According to Lancaster, violence erupts when police or private security start demolishing shacks.

She said, in order to resolve illegal land invasions, services needed to be delivered to the poorest of poor.

"It is about making sure that land and houses go where they are needed and that these things are dealt with in a transparent manner.

"There have been a lot of allegations of corruption and a basic inefficiency to deal with the backlog."

The DA in Gauteng blames the EFF for land invasions

Parliament is due to debate the issue of expropriation of land without compensation in August, after an amended EFF motion was passed to review section 25 of the Constitution.

Ahead of that debate, the leader of the Democratic Alliance in Gauteng, John Moodey said the Economic Freedom Fighters encouraged people to break the law in order to meet their own narrow political agenda.

"The EFF wants the state to own land, not the people. No one is above the law and these individuals and EFF representatives are encouraging South Africans to break the law and they must be brought to book for it."

Moodey said the red berets were receiving special treatment, which needed to come to an end.

"No one is above the law and these individuals and EFF representatives are encouraging South Africans to break the law and they must be brought to book for it," he said.

The DA provincial leader said the party remained concerned that invasions could become more prevalent and called for a strong Johannesburg Metro Police Department and SAPS presence.

Moodey said the DA believed in land redistribution and restitution.

"We do not support land invasion, nor do we support land expropriation without compensation because it will lead to the state owning all land and the people being only tenants on the land," said Moodey.

Attempts to reach EFF spokesperson Mbuyiseni Ndlozi for comment were unsuccessful.

At the official launch of the ANC's 54th national elective congress resolutions on Monday, the party's head of policy Jeff Radebe said the land issue was "extremely urgent" and needed to be dealt with.

"I just want to emphasise the urgency of this matter, so that there is certainty sooner rather than later to how this is going to be unfolding in South Africa."

Radebe said a special national executive committee meeting was scheduled for April 20 to 21 to discuss the issue.

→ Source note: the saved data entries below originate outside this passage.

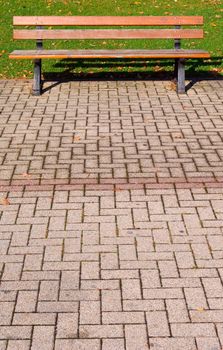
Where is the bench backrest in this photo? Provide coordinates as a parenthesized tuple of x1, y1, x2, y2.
(13, 16, 204, 40)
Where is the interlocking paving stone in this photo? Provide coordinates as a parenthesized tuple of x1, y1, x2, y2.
(0, 78, 223, 349)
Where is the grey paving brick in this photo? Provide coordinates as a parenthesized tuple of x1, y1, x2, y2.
(150, 338, 196, 350)
(55, 339, 100, 350)
(146, 311, 170, 336)
(80, 301, 100, 324)
(31, 326, 55, 350)
(184, 287, 208, 310)
(0, 341, 6, 350)
(56, 313, 78, 338)
(13, 313, 56, 325)
(102, 290, 122, 312)
(202, 277, 223, 297)
(196, 337, 221, 350)
(125, 324, 149, 350)
(79, 325, 123, 338)
(39, 281, 59, 301)
(15, 291, 38, 313)
(171, 323, 216, 337)
(0, 302, 14, 326)
(0, 326, 32, 339)
(166, 299, 189, 322)
(102, 339, 125, 350)
(1, 263, 23, 281)
(103, 311, 144, 324)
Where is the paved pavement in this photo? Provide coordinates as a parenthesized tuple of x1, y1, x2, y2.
(0, 78, 223, 350)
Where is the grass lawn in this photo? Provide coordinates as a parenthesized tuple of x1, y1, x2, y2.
(0, 0, 222, 79)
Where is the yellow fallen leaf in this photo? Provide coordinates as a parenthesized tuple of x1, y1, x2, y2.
(212, 67, 223, 74)
(154, 65, 164, 72)
(196, 307, 204, 312)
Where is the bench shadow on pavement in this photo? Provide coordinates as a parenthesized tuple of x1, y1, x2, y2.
(42, 57, 223, 94)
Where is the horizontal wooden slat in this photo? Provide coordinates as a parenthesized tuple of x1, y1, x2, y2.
(13, 29, 204, 40)
(9, 49, 211, 59)
(13, 16, 204, 26)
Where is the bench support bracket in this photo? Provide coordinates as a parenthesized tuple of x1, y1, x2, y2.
(33, 59, 42, 96)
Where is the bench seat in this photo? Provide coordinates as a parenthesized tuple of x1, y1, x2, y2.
(10, 49, 210, 60)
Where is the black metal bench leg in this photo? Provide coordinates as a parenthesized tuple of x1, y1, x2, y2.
(177, 58, 185, 94)
(33, 59, 42, 96)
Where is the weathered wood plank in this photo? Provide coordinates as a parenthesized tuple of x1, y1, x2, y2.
(13, 16, 204, 26)
(13, 29, 204, 40)
(9, 49, 211, 59)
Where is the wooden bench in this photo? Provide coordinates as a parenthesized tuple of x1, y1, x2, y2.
(9, 16, 210, 95)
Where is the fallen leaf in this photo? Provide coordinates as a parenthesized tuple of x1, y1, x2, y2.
(22, 173, 31, 177)
(73, 136, 81, 142)
(1, 198, 10, 205)
(196, 307, 204, 312)
(211, 67, 223, 74)
(172, 132, 183, 139)
(167, 81, 177, 91)
(154, 65, 164, 72)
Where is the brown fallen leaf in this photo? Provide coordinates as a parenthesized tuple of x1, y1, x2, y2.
(73, 136, 81, 142)
(22, 173, 31, 177)
(172, 132, 183, 139)
(1, 198, 10, 205)
(167, 81, 177, 91)
(114, 188, 123, 192)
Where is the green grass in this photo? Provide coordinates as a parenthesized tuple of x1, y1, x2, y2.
(0, 0, 222, 79)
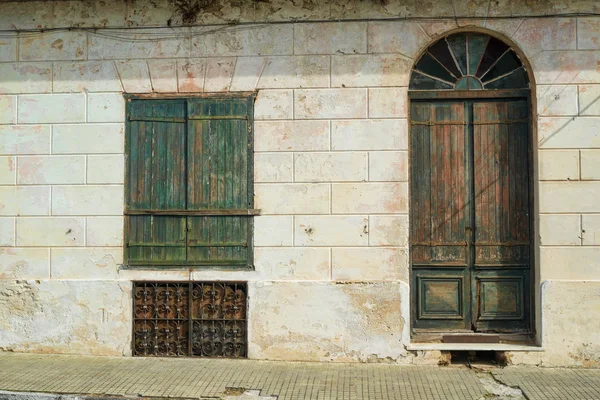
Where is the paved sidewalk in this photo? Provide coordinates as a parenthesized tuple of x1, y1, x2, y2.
(0, 353, 599, 400)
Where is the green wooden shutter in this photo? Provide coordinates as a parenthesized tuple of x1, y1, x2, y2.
(125, 95, 256, 269)
(186, 98, 254, 267)
(126, 100, 187, 265)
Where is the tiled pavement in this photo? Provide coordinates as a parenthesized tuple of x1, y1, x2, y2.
(0, 352, 598, 400)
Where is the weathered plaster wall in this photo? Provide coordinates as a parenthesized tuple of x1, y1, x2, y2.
(0, 0, 600, 366)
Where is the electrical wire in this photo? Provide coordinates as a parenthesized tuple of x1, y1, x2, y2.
(0, 12, 599, 40)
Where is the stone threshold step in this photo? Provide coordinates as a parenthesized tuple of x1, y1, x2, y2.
(406, 343, 544, 351)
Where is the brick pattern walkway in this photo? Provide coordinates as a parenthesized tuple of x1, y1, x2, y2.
(0, 353, 599, 400)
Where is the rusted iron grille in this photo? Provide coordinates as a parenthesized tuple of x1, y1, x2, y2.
(133, 281, 247, 358)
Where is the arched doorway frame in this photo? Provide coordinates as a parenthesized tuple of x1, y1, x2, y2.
(406, 27, 540, 344)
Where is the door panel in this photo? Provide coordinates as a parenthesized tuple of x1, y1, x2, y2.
(472, 100, 530, 331)
(410, 101, 471, 330)
(413, 268, 470, 330)
(411, 99, 531, 333)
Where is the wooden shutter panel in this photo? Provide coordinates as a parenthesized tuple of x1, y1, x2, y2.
(186, 97, 254, 267)
(126, 100, 187, 264)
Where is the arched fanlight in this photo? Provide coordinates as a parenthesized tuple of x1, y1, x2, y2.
(409, 32, 529, 91)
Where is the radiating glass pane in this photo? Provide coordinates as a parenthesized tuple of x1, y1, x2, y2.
(414, 52, 457, 83)
(481, 50, 522, 83)
(476, 37, 510, 78)
(484, 67, 529, 89)
(410, 71, 454, 90)
(447, 34, 468, 76)
(428, 39, 462, 78)
(467, 33, 489, 75)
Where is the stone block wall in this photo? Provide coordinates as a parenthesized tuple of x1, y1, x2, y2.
(0, 0, 600, 366)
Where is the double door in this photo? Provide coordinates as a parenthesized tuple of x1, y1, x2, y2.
(410, 99, 531, 333)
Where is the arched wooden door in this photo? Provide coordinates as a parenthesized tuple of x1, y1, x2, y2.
(409, 32, 533, 335)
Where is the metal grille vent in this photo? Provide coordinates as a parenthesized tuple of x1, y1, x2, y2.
(133, 281, 247, 358)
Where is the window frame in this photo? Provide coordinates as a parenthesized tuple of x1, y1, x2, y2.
(122, 93, 257, 271)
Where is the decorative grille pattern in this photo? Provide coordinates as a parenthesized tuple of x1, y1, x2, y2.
(133, 281, 247, 358)
(409, 32, 529, 91)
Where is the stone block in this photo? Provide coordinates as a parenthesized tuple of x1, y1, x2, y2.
(294, 22, 367, 55)
(538, 150, 579, 181)
(254, 247, 329, 280)
(87, 93, 125, 123)
(368, 88, 408, 118)
(254, 120, 329, 152)
(419, 20, 459, 37)
(0, 63, 52, 94)
(0, 186, 49, 216)
(0, 96, 17, 124)
(295, 89, 367, 119)
(578, 85, 600, 116)
(582, 215, 600, 246)
(577, 17, 600, 50)
(332, 120, 408, 150)
(369, 215, 409, 247)
(538, 117, 600, 148)
(89, 30, 188, 59)
(540, 247, 600, 280)
(254, 90, 293, 120)
(147, 60, 178, 92)
(177, 59, 206, 92)
(18, 94, 85, 124)
(540, 281, 600, 367)
(0, 125, 51, 155)
(0, 248, 49, 280)
(87, 155, 124, 184)
(257, 56, 329, 89)
(294, 215, 368, 246)
(52, 124, 124, 154)
(537, 85, 578, 116)
(539, 214, 581, 246)
(532, 51, 600, 85)
(0, 280, 131, 356)
(230, 57, 267, 91)
(204, 58, 236, 92)
(20, 31, 86, 61)
(255, 0, 330, 22)
(0, 156, 16, 184)
(512, 18, 576, 57)
(295, 152, 367, 182)
(16, 217, 84, 247)
(51, 248, 122, 279)
(367, 21, 430, 58)
(254, 153, 293, 182)
(332, 247, 408, 281)
(120, 269, 190, 281)
(581, 150, 600, 180)
(0, 37, 17, 62)
(0, 2, 53, 30)
(52, 61, 122, 93)
(192, 25, 293, 56)
(86, 216, 124, 247)
(0, 217, 15, 246)
(17, 156, 85, 185)
(52, 186, 124, 216)
(369, 151, 408, 182)
(249, 281, 406, 362)
(115, 61, 152, 93)
(331, 54, 411, 87)
(332, 183, 408, 214)
(540, 182, 600, 213)
(254, 216, 293, 246)
(52, 0, 126, 28)
(254, 183, 329, 215)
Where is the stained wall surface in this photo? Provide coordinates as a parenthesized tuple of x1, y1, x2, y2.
(0, 0, 599, 366)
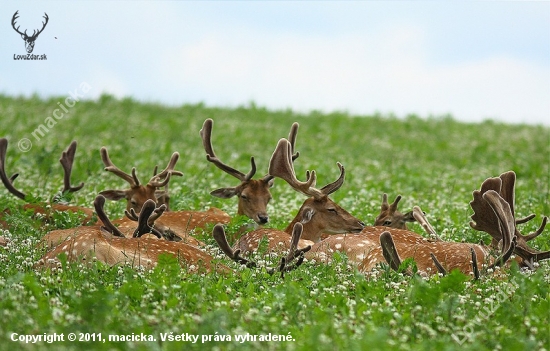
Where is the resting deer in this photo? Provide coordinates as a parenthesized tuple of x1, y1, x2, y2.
(199, 118, 300, 226)
(0, 138, 94, 226)
(98, 147, 228, 245)
(374, 194, 416, 229)
(99, 146, 183, 212)
(214, 138, 365, 256)
(307, 171, 548, 277)
(37, 195, 229, 273)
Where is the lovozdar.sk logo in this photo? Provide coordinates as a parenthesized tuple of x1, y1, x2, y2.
(12, 10, 48, 60)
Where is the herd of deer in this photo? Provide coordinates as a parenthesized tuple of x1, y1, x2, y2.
(0, 119, 548, 279)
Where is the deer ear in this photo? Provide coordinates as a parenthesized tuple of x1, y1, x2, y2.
(300, 207, 315, 224)
(402, 211, 417, 223)
(210, 187, 239, 199)
(99, 189, 127, 201)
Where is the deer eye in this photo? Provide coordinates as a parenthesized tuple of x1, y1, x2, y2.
(328, 208, 337, 213)
(240, 195, 248, 201)
(383, 220, 392, 226)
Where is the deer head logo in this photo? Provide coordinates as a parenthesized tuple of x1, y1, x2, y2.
(11, 11, 49, 54)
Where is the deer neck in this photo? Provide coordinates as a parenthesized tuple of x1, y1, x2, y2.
(284, 215, 324, 244)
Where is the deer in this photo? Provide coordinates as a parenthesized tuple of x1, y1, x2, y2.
(373, 193, 442, 241)
(199, 118, 300, 226)
(98, 147, 228, 245)
(37, 195, 230, 273)
(374, 194, 416, 229)
(213, 138, 365, 256)
(0, 138, 94, 227)
(306, 171, 548, 278)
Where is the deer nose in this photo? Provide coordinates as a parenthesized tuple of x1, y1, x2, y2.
(258, 215, 269, 224)
(359, 221, 366, 227)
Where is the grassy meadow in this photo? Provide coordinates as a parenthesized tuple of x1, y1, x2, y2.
(0, 93, 549, 350)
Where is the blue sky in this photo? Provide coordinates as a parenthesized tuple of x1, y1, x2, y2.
(1, 1, 549, 125)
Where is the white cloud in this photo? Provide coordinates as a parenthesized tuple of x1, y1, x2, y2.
(159, 24, 549, 125)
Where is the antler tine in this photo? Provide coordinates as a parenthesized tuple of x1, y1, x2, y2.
(0, 138, 26, 200)
(132, 199, 158, 238)
(268, 138, 321, 199)
(430, 254, 447, 276)
(212, 224, 256, 268)
(516, 214, 536, 225)
(147, 204, 167, 227)
(412, 206, 442, 241)
(288, 122, 300, 161)
(470, 248, 480, 280)
(381, 193, 389, 211)
(469, 176, 503, 242)
(200, 118, 251, 181)
(522, 216, 548, 241)
(124, 208, 139, 221)
(150, 152, 183, 182)
(94, 195, 125, 237)
(319, 162, 346, 196)
(59, 141, 84, 194)
(101, 147, 140, 187)
(389, 195, 402, 213)
(148, 172, 171, 188)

He also said there would also be land summit, that would allow the party to engage all South Africans on its policies around land.

He said President Cyril Ramaphosa made it "very clear" that those who occupy land illegally would be arrested.

Radebe said the public also needed to be educated about the consequences during protests.

"Government must impose heavy penalties on those who damage and destroy public property."